After about 10 mins of going through the obligatory talking myself in and out of getting out of bed, going through all the pros and cons of moving at all, I finally realise that I am going to have to get up and move this light because I'm terrified of being somehow radiated by this evil glowing tube.

But how do I move it?? Maybe it's radiating electricity and will fry me when I touch it!! But maybe it's glowing means it's going to catch on fire and fry me as I sleep.... I ended up moving the bloody thing outside, handling it with all the enthusiasm of a Russian soldier who drew the short straw on the late night nuke watch.
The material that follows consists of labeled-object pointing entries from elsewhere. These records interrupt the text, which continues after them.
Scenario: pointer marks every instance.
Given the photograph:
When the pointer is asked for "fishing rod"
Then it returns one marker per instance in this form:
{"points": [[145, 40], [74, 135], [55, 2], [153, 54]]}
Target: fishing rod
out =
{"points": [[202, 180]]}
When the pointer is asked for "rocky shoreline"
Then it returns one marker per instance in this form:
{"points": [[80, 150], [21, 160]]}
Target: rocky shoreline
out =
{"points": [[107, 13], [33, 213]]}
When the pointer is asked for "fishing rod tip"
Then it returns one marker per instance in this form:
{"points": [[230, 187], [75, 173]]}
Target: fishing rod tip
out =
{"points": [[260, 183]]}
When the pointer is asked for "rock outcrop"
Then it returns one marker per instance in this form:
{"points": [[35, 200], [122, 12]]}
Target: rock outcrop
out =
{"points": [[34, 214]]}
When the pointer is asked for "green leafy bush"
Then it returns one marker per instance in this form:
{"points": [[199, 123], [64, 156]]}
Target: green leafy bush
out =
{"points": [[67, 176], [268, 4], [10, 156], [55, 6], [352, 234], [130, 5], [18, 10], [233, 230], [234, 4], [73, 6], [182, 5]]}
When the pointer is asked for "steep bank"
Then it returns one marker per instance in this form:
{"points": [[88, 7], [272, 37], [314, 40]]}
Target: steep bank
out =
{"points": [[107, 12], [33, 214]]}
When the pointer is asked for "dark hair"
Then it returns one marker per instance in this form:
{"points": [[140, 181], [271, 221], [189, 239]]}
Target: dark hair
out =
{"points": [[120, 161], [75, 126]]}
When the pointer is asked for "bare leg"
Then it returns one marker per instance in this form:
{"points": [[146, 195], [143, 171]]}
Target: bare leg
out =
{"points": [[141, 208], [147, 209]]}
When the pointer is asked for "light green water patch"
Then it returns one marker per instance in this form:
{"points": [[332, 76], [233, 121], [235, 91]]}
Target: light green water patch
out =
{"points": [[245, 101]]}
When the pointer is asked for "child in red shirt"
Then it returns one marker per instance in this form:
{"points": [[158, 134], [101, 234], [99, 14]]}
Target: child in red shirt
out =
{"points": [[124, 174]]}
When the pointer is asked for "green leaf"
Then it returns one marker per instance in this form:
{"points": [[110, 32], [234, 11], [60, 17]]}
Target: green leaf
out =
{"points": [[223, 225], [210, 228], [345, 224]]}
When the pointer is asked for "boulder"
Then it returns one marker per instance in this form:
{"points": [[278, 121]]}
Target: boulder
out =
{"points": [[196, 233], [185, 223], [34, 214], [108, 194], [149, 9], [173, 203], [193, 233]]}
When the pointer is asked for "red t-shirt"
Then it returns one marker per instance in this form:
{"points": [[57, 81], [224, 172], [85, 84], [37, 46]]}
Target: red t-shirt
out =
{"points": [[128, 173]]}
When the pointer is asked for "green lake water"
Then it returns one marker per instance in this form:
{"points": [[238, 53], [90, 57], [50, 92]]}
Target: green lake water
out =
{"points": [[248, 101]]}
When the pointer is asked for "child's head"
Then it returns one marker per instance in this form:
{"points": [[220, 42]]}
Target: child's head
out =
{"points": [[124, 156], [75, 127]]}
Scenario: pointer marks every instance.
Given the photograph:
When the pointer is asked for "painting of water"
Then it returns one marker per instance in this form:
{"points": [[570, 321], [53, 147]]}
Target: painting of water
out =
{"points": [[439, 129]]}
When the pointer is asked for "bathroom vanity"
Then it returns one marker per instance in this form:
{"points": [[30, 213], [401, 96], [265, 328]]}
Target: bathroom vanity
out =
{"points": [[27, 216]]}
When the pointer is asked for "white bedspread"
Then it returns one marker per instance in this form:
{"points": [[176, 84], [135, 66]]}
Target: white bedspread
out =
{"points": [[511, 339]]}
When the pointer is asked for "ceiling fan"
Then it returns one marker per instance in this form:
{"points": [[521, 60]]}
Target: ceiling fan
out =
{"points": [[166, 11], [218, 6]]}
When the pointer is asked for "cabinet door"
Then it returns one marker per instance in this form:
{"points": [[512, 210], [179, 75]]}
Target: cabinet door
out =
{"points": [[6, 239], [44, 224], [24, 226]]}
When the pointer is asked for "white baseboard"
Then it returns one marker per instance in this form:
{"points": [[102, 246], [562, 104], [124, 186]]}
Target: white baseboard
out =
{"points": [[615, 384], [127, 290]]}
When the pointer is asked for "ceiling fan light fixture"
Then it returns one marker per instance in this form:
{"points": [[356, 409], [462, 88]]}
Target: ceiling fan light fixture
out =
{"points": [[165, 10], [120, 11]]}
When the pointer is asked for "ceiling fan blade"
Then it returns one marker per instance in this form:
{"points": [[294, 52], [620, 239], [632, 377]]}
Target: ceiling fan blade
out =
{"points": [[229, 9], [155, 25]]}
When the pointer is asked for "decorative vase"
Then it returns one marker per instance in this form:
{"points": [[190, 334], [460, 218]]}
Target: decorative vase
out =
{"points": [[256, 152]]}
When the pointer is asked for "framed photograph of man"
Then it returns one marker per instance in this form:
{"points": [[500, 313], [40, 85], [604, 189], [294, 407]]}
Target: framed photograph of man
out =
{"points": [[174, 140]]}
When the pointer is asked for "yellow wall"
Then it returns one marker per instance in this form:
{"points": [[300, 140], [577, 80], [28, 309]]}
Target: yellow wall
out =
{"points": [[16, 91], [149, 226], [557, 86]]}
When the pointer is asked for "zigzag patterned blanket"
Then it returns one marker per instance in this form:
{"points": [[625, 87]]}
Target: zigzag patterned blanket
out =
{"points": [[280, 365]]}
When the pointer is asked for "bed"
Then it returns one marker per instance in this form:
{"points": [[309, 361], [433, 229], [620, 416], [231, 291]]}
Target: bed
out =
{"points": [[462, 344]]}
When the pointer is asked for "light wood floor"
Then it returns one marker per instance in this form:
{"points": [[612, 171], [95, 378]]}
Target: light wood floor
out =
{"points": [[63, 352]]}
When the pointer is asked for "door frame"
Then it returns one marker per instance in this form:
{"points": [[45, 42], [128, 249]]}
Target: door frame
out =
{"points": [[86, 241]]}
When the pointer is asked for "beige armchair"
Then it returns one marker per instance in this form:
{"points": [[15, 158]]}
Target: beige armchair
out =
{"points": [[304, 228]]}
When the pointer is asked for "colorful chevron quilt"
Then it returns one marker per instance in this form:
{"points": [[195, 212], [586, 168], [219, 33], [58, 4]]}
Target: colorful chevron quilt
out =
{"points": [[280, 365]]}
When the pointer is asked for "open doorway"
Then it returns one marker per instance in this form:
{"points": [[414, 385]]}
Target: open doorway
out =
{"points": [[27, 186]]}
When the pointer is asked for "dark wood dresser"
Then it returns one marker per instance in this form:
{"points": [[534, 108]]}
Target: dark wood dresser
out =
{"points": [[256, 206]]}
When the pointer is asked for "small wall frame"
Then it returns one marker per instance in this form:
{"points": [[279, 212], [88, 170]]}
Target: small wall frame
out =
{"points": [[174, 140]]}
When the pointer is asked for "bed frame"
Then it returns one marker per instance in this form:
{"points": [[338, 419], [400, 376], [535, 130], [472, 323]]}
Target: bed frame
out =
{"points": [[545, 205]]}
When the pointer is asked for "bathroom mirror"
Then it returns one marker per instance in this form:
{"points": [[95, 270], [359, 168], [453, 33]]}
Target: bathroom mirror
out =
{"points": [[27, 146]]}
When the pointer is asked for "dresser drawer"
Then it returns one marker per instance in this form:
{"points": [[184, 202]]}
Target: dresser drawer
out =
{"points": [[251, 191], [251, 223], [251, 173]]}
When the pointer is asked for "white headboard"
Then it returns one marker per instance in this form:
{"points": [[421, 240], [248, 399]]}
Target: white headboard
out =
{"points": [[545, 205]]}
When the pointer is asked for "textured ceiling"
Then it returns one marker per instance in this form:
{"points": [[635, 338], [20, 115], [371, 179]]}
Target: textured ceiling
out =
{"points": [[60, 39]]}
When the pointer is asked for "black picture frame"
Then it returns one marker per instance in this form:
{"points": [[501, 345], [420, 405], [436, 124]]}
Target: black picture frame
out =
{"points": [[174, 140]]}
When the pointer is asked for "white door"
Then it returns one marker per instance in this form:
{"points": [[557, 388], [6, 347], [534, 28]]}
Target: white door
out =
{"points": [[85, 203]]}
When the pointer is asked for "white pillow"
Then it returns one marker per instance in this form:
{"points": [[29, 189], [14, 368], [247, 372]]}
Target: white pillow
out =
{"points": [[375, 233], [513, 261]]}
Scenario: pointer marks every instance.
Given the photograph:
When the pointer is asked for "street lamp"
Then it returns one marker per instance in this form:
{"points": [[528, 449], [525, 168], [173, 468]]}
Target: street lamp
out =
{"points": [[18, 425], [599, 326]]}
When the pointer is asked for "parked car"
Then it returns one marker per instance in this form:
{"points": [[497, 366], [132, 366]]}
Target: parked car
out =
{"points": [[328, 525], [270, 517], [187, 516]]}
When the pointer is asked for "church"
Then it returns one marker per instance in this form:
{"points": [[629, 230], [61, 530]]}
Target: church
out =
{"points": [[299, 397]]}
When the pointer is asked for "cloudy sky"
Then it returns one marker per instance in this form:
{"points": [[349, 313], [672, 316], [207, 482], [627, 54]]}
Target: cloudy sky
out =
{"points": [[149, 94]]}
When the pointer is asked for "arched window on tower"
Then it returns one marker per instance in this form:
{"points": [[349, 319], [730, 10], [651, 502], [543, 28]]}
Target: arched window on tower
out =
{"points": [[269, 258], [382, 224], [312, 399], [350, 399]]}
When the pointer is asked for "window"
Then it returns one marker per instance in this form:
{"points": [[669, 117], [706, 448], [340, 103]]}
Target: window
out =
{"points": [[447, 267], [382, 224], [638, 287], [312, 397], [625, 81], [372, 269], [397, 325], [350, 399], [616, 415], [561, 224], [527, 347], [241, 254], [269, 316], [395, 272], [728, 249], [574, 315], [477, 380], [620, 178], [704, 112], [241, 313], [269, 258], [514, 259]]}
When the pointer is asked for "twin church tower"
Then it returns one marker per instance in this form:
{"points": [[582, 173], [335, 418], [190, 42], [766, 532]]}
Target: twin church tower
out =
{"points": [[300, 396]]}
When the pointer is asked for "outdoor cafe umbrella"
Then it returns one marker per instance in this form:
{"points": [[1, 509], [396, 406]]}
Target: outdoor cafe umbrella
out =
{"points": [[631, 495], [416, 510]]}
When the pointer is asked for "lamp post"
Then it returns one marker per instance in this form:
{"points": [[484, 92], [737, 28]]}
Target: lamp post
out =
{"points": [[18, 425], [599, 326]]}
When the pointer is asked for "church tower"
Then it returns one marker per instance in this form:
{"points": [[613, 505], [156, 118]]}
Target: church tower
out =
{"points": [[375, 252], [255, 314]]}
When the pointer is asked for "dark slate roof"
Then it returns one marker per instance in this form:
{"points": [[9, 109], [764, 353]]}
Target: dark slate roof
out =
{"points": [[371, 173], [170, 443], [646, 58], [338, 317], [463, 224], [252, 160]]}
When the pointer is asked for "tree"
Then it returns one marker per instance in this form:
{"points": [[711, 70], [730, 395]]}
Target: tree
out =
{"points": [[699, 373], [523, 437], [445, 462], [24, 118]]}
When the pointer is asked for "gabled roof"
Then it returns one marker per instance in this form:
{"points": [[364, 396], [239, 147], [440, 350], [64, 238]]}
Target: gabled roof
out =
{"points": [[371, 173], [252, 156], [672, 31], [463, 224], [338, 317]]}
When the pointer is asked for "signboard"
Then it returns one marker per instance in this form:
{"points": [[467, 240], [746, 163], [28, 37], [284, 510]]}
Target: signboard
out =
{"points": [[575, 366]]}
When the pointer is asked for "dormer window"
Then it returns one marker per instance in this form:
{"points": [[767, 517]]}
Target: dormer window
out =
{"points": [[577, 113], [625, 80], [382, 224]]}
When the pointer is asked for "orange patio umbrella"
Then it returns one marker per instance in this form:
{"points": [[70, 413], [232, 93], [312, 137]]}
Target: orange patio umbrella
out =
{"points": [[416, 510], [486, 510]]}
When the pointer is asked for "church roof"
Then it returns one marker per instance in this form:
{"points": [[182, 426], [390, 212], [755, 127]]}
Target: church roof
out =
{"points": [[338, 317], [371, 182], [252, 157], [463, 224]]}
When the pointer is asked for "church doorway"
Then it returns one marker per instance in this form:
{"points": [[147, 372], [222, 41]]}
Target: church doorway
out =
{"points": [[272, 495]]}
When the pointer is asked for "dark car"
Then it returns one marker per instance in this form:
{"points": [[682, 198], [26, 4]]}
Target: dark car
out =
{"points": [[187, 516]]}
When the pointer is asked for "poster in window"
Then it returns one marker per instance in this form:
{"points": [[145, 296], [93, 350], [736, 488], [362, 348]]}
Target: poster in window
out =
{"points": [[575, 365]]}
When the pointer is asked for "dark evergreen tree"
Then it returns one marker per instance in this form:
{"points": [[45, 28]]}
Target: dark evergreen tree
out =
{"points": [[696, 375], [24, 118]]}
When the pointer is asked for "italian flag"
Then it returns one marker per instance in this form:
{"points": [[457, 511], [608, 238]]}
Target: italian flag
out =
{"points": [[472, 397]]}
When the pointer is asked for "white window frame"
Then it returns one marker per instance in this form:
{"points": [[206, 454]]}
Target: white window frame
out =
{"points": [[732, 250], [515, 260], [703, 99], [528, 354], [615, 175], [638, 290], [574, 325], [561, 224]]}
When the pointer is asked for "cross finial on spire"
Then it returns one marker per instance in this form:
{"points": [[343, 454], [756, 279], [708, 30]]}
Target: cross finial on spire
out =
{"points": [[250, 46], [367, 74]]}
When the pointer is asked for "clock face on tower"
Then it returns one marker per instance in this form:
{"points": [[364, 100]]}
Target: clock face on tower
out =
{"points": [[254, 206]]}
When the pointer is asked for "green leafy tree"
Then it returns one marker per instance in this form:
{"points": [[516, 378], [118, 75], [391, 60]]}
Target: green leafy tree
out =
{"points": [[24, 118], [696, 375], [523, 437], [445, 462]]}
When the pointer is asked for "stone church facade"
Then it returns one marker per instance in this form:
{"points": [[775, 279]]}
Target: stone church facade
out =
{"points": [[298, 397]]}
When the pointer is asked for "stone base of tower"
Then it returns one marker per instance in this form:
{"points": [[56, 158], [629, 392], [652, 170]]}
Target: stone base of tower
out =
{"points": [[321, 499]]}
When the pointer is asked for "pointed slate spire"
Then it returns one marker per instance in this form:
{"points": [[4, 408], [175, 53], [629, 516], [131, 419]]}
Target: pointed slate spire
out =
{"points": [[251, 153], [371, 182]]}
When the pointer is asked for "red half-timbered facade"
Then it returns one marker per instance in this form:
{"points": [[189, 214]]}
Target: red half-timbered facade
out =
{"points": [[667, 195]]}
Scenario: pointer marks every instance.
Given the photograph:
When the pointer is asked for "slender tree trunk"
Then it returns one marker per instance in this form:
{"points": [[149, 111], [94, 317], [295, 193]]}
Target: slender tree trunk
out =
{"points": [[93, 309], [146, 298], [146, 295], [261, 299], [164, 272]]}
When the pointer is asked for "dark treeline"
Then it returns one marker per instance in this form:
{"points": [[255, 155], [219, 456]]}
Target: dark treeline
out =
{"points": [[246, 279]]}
Sigh of relief. It's gone, I'm safe. Thankfully it's all over and I can just go to bed and sleep witout being glowed at and radiated. Need to go to the toilet... off I shuffle... look at the wall... SPIDER!!!!

For anyone who doesn't know, I am arachnaphobic. Not the girly arachnaphobic where they just don't like crawly things so they can squeal and jump into a guy's arms. No, believe me that by the time I got out of that bathroom I was SHAKING like a junkie and hyperventilating... my heart was beating visibly out of my chest!

Chaos, fucking chaos. Well, that's my action packed night. Maybe I'll get superpowers now?

Anyway, lunch is over and it's been great chatting with the screen but I've gotta get back to work.

Looking forward to having 3 headed babies yeah.